Within TBC Uzbekistan’s broader ecosystem strategy, TBC Salom serves as the primary retail customer acquisition vehicle, with new cardholders progressively introduced to credit, insurance, subscription, and savings products through targeted engagement as their relationship with the platform deepens. The TBC Osmon credit card complements TBC Salom in the product stack, with 183,000 cards issued by Q1 2026 and balances representing 9% of the total loan portfolio. Subscription packages across TBC Bank and Payme apps attracted 1.1 million users in Q1 — a sevenfold year-on-year increase. Together, these products create a comprehensive platform within which customers are incentivised to consolidate their savings, payments, and credit management, building the multi-product relationships that generate the most durable deposit growth and the highest long-term customer lifetime value.
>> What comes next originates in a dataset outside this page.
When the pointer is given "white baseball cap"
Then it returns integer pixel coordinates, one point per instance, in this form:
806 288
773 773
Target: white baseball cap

The competitive landscape for deposits in Uzbekistan is also being shaped by generational dynamics that favour digital-first platforms. Younger consumers — who represent a disproportionately large share of Uzbekistan’s demographic profile — are significantly more likely to open and manage savings accounts through a mobile app than through a branch visit. For this demographic, the product that occupies the primary position on their smartphone’s banking app shortlist is also the product into which they are most likely to direct their savings. TBC Salom’s strong penetration of the younger consumer market, through its digital-first design and its compelling cashback and interest features, gives TBC Bank Uzbekistan a structurally advantaged position in capturing the savings balances of the generation that will dominate Uzbekistan’s economy over the next two to three decades.

As TBC Salom’s user base matures — with early adopters accumulating longer track records and progressively higher incomes — the product’s contribution to the deposit base is likely to grow significantly from its current 4% of total deposits. Users who began their TBC banking relationship through TBC Salom will naturally gravitate toward TBC’s structured deposit products as their savings grow, their financial sophistication increases, and their income trajectories make longer-term savings commitments more practical. The bank’s investment in making TBC Salom the most compelling entry-level banking product in the market today is therefore also an investment in the quality and composition of its future deposit franchise.